Elsevier

Information Sciences

Volume 447, June 2018, Pages 169-185
Information Sciences

Mining temporal characteristics of behaviors from interval events in e-learning

https://doi.org/10.1016/j.ins.2018.03.018Get rights and content

Abstract

Much of the work in the data mining community mines temporal knowledge based primarily on the frequency of events, e.g., frequent pattern mining, ignoring their duration. This paper discusses a method that mines big learning data by taking both the frequency and duration into account. It defines a function for evaluating the importance of events, summarizing them into big uniform events (BUEs) according to the semantics, and further segmenting the BUEs using a sliding window to avoid the counting bias issue. The task of finding temporal characteristics is eventually reduced to mining complex temporally frequent patterns and association rules. To validate this method, a series of extensive experiments are conducted on both synthetic and real datasets to test the system overhead, quality of patterns, and model parameters. The results show that our mining framework is serviceable and can effectively improve the quality of patterns.

Introduction

Information technology has changed the way in which people live and work. In addition, it has a significant influence on the educational domain. Currently, e-learning plays an increasingly important role. Most e-learning systems are capable of keeping detailed logs of user interactions, including keyboard clicking, eye tracking, and video browsing. These data create new opportunities for learning how students behave.

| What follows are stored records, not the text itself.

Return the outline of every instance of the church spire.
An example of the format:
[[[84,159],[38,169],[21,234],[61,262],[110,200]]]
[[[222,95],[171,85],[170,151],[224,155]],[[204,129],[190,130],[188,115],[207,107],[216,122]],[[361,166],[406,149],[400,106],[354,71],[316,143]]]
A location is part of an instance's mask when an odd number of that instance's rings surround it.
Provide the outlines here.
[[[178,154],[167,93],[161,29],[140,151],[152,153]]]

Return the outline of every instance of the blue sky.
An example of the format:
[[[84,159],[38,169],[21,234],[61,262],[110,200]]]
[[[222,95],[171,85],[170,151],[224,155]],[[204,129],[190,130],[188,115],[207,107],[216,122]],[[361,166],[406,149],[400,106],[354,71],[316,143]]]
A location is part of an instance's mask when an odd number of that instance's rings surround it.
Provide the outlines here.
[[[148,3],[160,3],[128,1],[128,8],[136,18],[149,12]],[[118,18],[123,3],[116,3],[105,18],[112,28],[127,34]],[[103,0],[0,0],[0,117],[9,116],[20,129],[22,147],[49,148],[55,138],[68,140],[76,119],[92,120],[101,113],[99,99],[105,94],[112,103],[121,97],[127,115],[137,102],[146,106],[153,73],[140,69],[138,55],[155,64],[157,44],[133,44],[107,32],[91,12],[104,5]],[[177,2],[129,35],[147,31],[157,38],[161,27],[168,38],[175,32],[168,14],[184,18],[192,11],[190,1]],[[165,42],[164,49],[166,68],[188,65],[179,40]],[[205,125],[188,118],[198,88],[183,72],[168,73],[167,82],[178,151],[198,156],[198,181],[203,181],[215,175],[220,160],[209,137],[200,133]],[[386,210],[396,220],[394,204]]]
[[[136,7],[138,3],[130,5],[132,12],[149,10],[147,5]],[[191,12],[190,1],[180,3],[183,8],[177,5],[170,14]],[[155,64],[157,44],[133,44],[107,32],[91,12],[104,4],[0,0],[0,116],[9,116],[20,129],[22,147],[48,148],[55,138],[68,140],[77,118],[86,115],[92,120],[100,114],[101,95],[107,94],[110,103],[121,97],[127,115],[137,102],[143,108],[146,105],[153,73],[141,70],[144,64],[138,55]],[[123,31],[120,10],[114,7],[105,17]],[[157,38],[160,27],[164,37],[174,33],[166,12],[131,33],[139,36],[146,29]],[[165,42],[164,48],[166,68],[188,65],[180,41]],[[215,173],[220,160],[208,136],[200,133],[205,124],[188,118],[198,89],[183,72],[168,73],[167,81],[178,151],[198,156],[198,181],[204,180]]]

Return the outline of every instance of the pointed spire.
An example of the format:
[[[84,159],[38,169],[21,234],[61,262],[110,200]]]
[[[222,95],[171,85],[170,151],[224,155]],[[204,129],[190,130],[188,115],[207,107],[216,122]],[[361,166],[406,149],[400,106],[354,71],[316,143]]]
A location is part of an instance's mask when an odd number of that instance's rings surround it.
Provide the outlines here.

As an operation occurs, an e-learning system instantly records the corresponding interactive event. An event corresponds to a specified event type, which usually has a starting point, an end point, and a list of attributes that describe the event [39]. Educators may need to find the temporal characteristics of individuals’ behaviors to gain further insight into their learning habits, preferences, and cognitive efforts over time [4]. However, this task is not easy to accomplish, as we typically are not able to obtain obvious cues from massive and fragmented events. These cues include detecting important events (IEs) and their temporal relations. These IEs and relations are both desired because the former represent particular preferences and habits, while the latter represent certain causal associations or temporal patterns. This paper aims to provide knowledge to system designers, teachers, leaders, and students that enables them to understand how individuals behave over time; moreover, it seeks to provide, for the first time, evidence supporting the promotion of certain IEs and temporal relations in human-computer interaction design.

The temporal characteristics characterize not only when and what type of behavior a student engages in but also cases in which behaviors change. A simple example is the case of video-viewing behavior [7], [8]. The authors used limited video clickstream events such as play and pause. Thus, the temporal characteristics were easy to obtain, as the play event indicates the start of a cognitive activity, while the stop event indicates the termination of an activity. The temporal characteristics may simply display play-stop loops or something similar to play-play-stop with different durations. One learns that a student stops watching after three seconds or is probably searching for something as he triggers multiple consecutive play events. Moreover, one learns that a student permanently stops watching a video because of disinterest when seven loops occur in succession. In a more complex example, we assume that there are many more events than those considered in the above scenario. Suppose a student browses objects (maybe a video, a PPT, or a structured site) in parallel, as in Fig. 1. He may switch between them, browse multiple times through different parts of one object intermittently, or leave for non-overlapping and uneven temporal durations due to various cognitive demands. Is it possible to address the temporal characteristics of this complex scenario? In other words, can we determine whether an event is important, what the temporal pattern is, and how to characterize it? Unfortunately, we have not found a direct and effective approach to answer these questions.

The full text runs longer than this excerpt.